Le président Bouteflika excelle en matière de suspense, et il vient encore de le prouver lors du Conseil des ministres tenu dimanche.
En invitant le gouvernement à entamer la préparation “des prochaines échéances politiques”, le chef de l’État vient rajouter une couche au flou qui entoure ses intentions.
En effet, la seule échéance politique, du moins la plus proche, reste l’élection présidentielle prévue en avril 2014. À moins que par “échéances” au pluriel, l’on voudrait évoquer la révision de la Constitution, qui était prévue avant la fin de l’année en cours.
En tout état de cause, la phrase lâchée par le président Bouteflika a de quoi alimenter les débats des jours, et peut-être des mois durant, sachant que le chef de l’État est passé maître dans l’art de ne jamais dévoiler ses intentions et de toujours attendre le dernier moment pour faire connaître ses décisions. De quoi refroidir davantage les potentiels candidats à la magistrature suprême.

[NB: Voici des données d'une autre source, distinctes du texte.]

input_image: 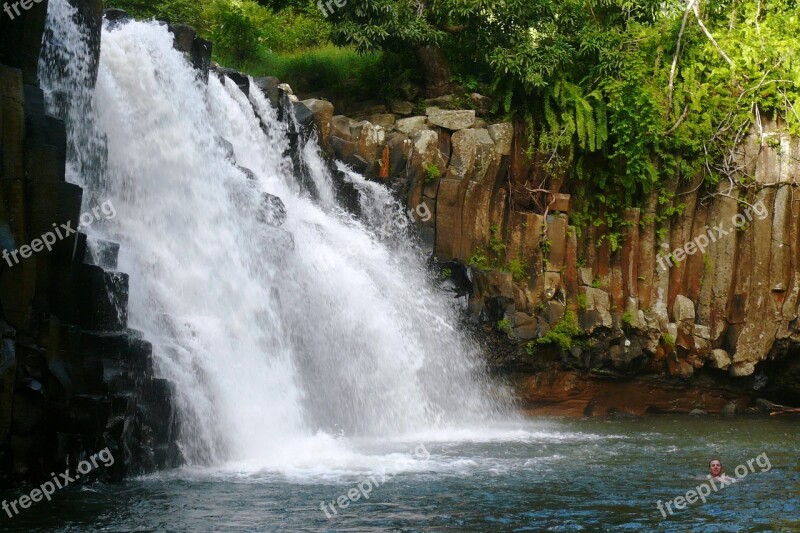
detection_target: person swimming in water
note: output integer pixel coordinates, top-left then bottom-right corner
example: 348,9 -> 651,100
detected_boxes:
708,459 -> 736,483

En évoquant “les échéances politiques”, le président Bouteflika laisse penser que l’élection présidentielle serait bel et bien maintenue. Or, si la révision de la Constitution se fait avant cette échéance et que l’idée d’une prolongation de l’actuel mandat présidentiel se concrétise, cela voudrait dire que la présidentielle serait tout bonnement annulée.
Le président Bouteflika écoutera-t-il les voix d’une partie de la classe politique qui demande que la révision constitutionnelle se fasse après la présidentielle ? Possible. D’autant plus que le projet de révision constitutionnelle reste entouré de flou et ne bénéficie d’aucun débat politique digne de ce nom au sujet du premier texte de la République.
Il reste toutefois un projet, une sorte de joker aux mains du Président sortant au cas où son état de santé venait à se dégrader, mais aussi au cas où il venait à annoncer sa candidature pour un quatrième mandat. Sachant qu’il ne pourrait mener une campagne électorale avec une santé aussi chancelante, il aurait besoin d’un vice-président pour le faire, et c’est dans ce cas-là que la révision constitutionnelle deviendrait un passage obligé.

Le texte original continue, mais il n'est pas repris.